Anywho, along with a ton of fresh juicy blueberries, these blueberry crumble muffins combine flour, sugar, coconut oil, butter and cinnamon. Muffins are a great way to disguise a sweet treat as breakfast in my opinon. It’s like eating cake first thing in the morning!
I like to fill the muffin tin all the way to the top with batter before topping wth crumble to make for an over-stuffed bite of deliciousness. If you’re a super hungry breakfast eater, I recommend using jumbo muffin tins. You can use them for three muffins rather than seven normal sized ones. Either way, my pro tip of the day is to remove muffins from the tin immediately from the oven and let them cool on a cooling rack. If you let them cool in the tin, they might be more difficult to remove. Try flipping the muffin tin upside down and tapping with a metal spoon until muffins become loose and fall to the counter.

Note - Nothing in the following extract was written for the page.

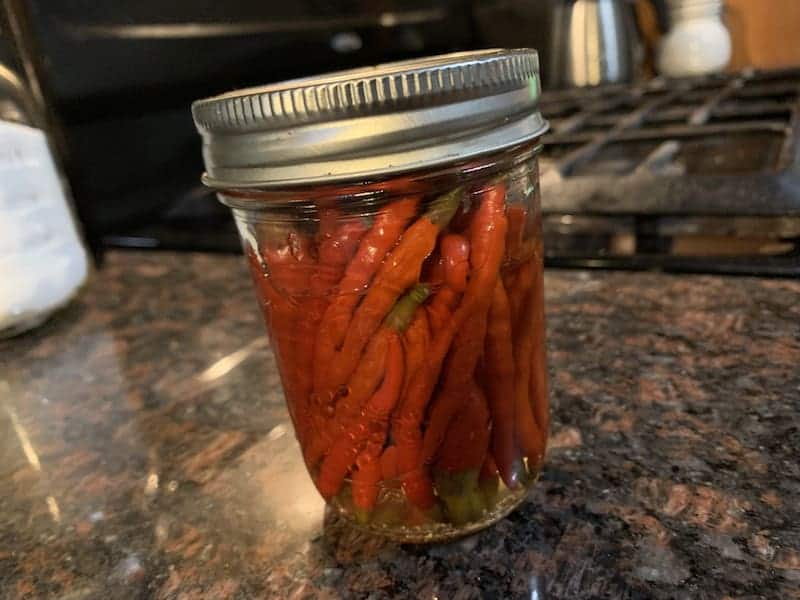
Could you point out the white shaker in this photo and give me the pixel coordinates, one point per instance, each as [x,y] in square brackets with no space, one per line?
[697,43]
[42,259]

Enjoy these blueberry crumble muffins for breakfast, a snack or dessert. Snag the recipe below!
- 1 1/2 c all-purpose flour
- 3/4 c coconut sugar
- 1/2 tsp salt
- 2 tsp baking powder
- 1/3 c melted coconut oil
- 1 egg
- 1/3 c milk
- 1 c fresh blueberries
- 1/4 c coconut sugar
- 3 tbsp all-purpose flour
- 2 tbsp butter, room temperature
- 1 tsp cinnamon
- Preheat oven to 400°F and grease a muffin tin.
- In a large mixing bowl, combine 1 1/2 c flour, 3/4 c sugar, salt, and baking powder.
- Add melted coconut oil, egg and milk. Mix until smooth.
- Fold blueberries carefully into the batter and fill the muffin tin to the top.
- In a separate bowl, combine crumble topping. Mix 1/4 c sugar, 3 tbsp flour, 2 tbsp butter and 1 tsp cinnamon. Sprinkle crumble over muffin batter.
- Bake for 20 minutes and let cool.
Keep refrigerated in a sealed container for up to 4 days.
Amount Per Serving: Calories: 366Total Fat: 15gSaturated Fat: 11gTrans Fat: 0gUnsaturated Fat: 2gCholesterol: 36mgSodium: 349mgCarbohydrates: 55gFiber: 2gSugar: 30gProtein: 5g
Nutrition facts are an estimate and not guaranteed to be accurate.